As I wrote in a previous post, moderation is key to managing chronic pain. I have to be cognizant of how much I do and have to be able to say no to people and events that I know will be too much for me in a given day. I also need to let go of the guilt that seems to accompany moderation. You know your limits, you know you body and if you don’t you soon will. It takes time to learn your limits and what is too much or too little. Becoming in tune with your body without focusing on the pain takes a long time. Stop being hard on yourself!
Finally, I no longer talk about chronic pain. If I have to I tell my loved ones: “I am having a difficult day.” I do not want to focus on the pain and I continuously find ways to distract myself. If I start harping on pain I find something I enjoy doing: reading, writing, yoga, cooking, walking outside, and almost always playing with my daughter. I swear, Kayci has become the best distraction. Yes managing chronic pain naturally with kids can be very difficult but she has become my greatest, happiest distraction. I get to go play on the playground and go down slides: how is that not fun? Helping others is another amazing distraction for anyone with chronic pain. You need to feel self worth, which is sadly something people with chronic pain tend to lose. You are never too ill or sick to make a difference in this world.
My methods for managing chronic pain fluctuate but the things I wrote above are truly a must for me.
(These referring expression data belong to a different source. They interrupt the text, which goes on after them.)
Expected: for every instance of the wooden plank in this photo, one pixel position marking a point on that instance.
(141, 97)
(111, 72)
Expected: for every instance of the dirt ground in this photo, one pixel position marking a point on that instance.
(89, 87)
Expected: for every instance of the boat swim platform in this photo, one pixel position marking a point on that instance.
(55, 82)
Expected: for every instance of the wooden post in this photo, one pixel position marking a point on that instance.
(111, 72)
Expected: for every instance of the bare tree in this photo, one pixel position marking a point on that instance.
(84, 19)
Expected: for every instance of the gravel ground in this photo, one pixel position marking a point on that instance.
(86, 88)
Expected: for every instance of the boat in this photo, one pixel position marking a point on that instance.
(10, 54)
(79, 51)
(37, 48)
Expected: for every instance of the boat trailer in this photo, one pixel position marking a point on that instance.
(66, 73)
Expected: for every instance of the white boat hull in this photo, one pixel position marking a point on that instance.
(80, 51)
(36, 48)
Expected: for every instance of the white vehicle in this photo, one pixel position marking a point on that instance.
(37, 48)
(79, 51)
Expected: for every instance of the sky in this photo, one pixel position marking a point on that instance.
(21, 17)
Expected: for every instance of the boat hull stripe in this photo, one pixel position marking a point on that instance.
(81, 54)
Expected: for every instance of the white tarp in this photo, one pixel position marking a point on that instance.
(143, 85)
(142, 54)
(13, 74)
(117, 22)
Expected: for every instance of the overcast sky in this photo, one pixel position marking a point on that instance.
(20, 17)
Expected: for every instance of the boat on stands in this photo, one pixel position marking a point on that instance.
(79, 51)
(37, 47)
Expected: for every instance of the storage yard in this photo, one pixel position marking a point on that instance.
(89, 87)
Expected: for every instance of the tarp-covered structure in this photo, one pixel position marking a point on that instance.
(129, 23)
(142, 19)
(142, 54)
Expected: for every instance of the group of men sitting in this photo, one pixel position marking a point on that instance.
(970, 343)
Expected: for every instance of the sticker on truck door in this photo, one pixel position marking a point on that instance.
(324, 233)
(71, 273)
I am very open minded about new techniques and ways to manage my chronic pain but I will not change my goal. I spent almost two thirds of my life consumed with chronic pain and had no life. I will never go back to that lifestyle. I am very stubborn about that and remind myself every day of how unhappy I was searching for cure and taking medications. Try and be open minded. And remember this is a journey. I do not care how old you are: it is never too late to obtain the life you were meant to have. Chronic pain does not have to be a death sentence. Chronic pain sure has made me appreciate all the little amazing things the world has to offer me.